I will retrain my model on a corpus which contains new tokens related to context information like < doc1 >, embeddings for these new tokens depend on the original vocab embeddings.
So I want to extract these vocab embeddings after the first training, calculate the < doc > embeddings and restart my training specifying a file for every embeddings (new tokens + original ones). In fact I do not mind if there are fixed or not, at least in a first step
Is it possible ? Otherwise I would be forced to fix embeddings since the beginning, and it decreases significantly performances (on my transformer_big model)
Thanks, I managed to extract my embeddings from tf.Variable transformer/encoder/w_embs
It seems they are aligned with my vocab file which is great, but there’s a little thing that annoys me:
When I map the extracted embeddings to my vocab file, there is one more embedding corresponding to nothing in my vocab
I don’t know if it is a additional embedding or if there’s a shift somewhere in my mapping
Regarding the original question, say I’ve trained my model for some steps, I can now extract my embeddings and make some modifications to them (forget about updating vocab, I don’t need it anymore)

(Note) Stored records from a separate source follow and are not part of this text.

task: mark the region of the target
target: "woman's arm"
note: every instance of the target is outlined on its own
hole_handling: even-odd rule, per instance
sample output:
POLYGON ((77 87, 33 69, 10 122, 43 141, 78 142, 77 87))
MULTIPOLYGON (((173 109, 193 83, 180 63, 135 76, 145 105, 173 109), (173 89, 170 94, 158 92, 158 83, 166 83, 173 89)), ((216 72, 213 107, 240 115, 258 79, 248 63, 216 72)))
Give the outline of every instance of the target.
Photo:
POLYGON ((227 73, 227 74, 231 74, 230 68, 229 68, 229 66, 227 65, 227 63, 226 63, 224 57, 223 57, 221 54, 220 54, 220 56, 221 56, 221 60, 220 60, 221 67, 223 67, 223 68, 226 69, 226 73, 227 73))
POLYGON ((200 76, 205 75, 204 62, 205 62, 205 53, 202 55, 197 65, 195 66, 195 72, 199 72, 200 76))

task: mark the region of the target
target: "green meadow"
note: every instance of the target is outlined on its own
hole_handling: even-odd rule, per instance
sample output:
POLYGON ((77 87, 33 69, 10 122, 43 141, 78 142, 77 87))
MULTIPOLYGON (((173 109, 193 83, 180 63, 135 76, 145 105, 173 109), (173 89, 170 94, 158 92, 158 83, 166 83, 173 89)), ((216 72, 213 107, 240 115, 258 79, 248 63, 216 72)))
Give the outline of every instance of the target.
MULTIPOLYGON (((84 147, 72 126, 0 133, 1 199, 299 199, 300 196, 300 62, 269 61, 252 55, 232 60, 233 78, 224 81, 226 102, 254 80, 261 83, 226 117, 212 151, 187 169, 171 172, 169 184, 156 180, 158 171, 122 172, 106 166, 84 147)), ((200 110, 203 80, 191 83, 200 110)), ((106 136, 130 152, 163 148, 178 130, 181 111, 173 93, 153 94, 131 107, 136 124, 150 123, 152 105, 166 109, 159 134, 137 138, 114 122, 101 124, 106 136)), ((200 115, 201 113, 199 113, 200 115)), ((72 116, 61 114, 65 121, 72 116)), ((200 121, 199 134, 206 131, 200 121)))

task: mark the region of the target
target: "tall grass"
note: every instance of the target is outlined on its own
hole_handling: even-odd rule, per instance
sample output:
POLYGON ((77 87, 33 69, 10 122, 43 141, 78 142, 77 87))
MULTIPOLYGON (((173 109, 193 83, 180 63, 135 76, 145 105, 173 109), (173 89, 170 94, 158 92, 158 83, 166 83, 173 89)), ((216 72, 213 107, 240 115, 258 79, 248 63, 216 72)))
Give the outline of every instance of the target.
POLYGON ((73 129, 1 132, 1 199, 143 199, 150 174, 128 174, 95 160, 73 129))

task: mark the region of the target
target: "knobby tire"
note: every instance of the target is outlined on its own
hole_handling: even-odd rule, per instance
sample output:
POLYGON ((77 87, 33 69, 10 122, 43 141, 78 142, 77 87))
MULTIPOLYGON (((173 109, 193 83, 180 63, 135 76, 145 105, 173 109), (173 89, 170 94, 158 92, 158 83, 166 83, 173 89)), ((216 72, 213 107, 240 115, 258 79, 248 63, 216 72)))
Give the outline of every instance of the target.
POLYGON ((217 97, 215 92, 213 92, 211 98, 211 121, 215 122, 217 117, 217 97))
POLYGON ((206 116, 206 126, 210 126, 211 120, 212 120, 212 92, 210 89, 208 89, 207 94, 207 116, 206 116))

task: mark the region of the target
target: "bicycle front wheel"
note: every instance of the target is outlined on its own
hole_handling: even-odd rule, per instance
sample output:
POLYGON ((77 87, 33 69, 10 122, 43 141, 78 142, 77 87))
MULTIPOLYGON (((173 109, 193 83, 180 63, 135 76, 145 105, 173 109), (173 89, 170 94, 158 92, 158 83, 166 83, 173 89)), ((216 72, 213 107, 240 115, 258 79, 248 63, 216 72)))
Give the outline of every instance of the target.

Now I want to restart training for a few steps with my modified embeddings, I have the two following question:
Do I need to load my modified embeddings in a similar way I extracted them ? (I guess by modifying my checkpoint in a python script)
I don’t think there is currently an easy way to change the embeddings mid-training. You can either rewrite the checkpoint or define and run a hook similar to this one to load your new embeddings.
To fix embeddings, you could set the trainable argument in the model definition.